The Consulat del Mar or maritime consulate is accessed through the garden at the back of the building. This was luxury office space (the ceilings are decorated with gold leaf and fine wood carvings) for the trade delegations which were maintained by all the major trading cities of the Mediterranean in the fifteenth century, with representatives from as far afield as Damascus, Rome, Venice, Egypt, Beirut and many others.

On the exterior wall is one of the mysteries of La Lonja. The wall is decorated with a series of forty medals bearing men’s faces but historians can’t make up their minds who they are supposed to be. Are they Roman Emperors? Aragon kings? Leading merchants? Famous paella chefs? Ali Baba’s forty thieves? We’ll probably never know.

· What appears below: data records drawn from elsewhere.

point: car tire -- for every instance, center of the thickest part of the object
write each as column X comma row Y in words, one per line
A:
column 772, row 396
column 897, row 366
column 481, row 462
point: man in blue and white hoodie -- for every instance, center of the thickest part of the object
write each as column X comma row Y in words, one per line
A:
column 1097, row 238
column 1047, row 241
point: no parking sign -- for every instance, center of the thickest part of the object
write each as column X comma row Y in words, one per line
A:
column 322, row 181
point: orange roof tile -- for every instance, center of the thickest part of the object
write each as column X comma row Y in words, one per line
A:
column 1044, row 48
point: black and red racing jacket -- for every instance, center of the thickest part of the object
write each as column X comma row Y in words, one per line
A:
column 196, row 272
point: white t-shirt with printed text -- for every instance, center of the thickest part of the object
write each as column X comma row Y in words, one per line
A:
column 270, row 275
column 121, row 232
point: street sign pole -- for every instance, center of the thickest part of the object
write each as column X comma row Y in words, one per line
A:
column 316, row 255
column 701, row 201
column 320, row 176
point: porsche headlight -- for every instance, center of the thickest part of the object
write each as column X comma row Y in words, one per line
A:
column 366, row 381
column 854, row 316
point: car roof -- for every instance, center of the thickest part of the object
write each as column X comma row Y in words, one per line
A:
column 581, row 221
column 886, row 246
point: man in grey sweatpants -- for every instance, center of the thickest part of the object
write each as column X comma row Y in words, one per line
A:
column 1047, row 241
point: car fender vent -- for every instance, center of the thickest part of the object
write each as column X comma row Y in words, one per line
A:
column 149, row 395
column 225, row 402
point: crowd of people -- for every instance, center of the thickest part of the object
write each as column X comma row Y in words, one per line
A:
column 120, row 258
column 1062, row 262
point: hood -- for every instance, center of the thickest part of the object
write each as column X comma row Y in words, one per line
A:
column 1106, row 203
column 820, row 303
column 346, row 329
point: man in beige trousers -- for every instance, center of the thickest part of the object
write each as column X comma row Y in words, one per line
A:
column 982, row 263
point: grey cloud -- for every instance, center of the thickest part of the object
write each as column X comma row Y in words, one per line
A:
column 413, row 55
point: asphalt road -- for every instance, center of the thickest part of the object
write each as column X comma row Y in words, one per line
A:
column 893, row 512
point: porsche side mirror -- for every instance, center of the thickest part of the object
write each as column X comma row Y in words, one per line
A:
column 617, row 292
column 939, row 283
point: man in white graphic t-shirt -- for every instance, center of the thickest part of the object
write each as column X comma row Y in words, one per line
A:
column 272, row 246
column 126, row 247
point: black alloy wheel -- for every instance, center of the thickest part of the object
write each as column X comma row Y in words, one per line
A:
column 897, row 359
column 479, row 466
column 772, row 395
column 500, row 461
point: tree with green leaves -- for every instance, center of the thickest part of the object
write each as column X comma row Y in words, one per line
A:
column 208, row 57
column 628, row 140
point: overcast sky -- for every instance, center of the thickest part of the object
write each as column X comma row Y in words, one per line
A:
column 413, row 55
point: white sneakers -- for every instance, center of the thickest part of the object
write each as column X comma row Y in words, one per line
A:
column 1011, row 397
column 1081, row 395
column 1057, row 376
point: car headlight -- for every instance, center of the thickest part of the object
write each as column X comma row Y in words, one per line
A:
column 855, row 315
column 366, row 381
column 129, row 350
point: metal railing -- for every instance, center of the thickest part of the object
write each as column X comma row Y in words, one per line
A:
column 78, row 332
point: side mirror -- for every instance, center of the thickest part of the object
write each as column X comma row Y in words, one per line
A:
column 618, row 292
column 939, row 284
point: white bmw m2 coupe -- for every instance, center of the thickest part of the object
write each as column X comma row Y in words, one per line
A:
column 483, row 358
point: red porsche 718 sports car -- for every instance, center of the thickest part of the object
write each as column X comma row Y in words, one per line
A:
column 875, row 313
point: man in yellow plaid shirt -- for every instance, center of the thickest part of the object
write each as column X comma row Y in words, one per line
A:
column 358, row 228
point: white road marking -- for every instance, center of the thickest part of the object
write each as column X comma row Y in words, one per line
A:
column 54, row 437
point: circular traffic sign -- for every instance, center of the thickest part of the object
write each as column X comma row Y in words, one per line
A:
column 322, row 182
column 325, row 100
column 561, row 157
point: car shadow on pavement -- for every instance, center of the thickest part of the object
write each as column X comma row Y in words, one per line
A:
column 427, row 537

After the discovery of America, Spain’s Mediterranean ports started gradually to decline as importance shifted to the Atlantic coast. Valencia’s Golden Age was coming to an end, as was the heyday of La Lonja. It remained an important part of the Valencian economy as the city’s silk exchange until the nineteenth century when oranges and rice replaced silk as the region’s principal export. During the civil was, La Lonja was briefly to recapture its former glories when it was used to house the Spanish parliament while Valencia was capital of the Republic.

So, in the twenty-first century, what do you do with a wholly exceptional example of a secular building in late Gothic style, which dramatically illustrates the power and wealth of one of the great Mediterranean mercantile cities? Well, that’s a problem that successive Valencian governments have consistently failed to find a solution to. It has been used for parties, royal weddings, as an exhibition centre and a museum. Since its designation as a World Heritage sight La Lonja has become a bit of a museum piece in itself and is considered to be too precious for such trivial uses.

Even the annual exhibition of Fallas figures has been moved to a local shopping centre. While the Cathedral still serves the purpose for which it was built and the Mercado Central across the road bristles with the very lifeblood of the city, La Lonja stands dustily still and largely empty.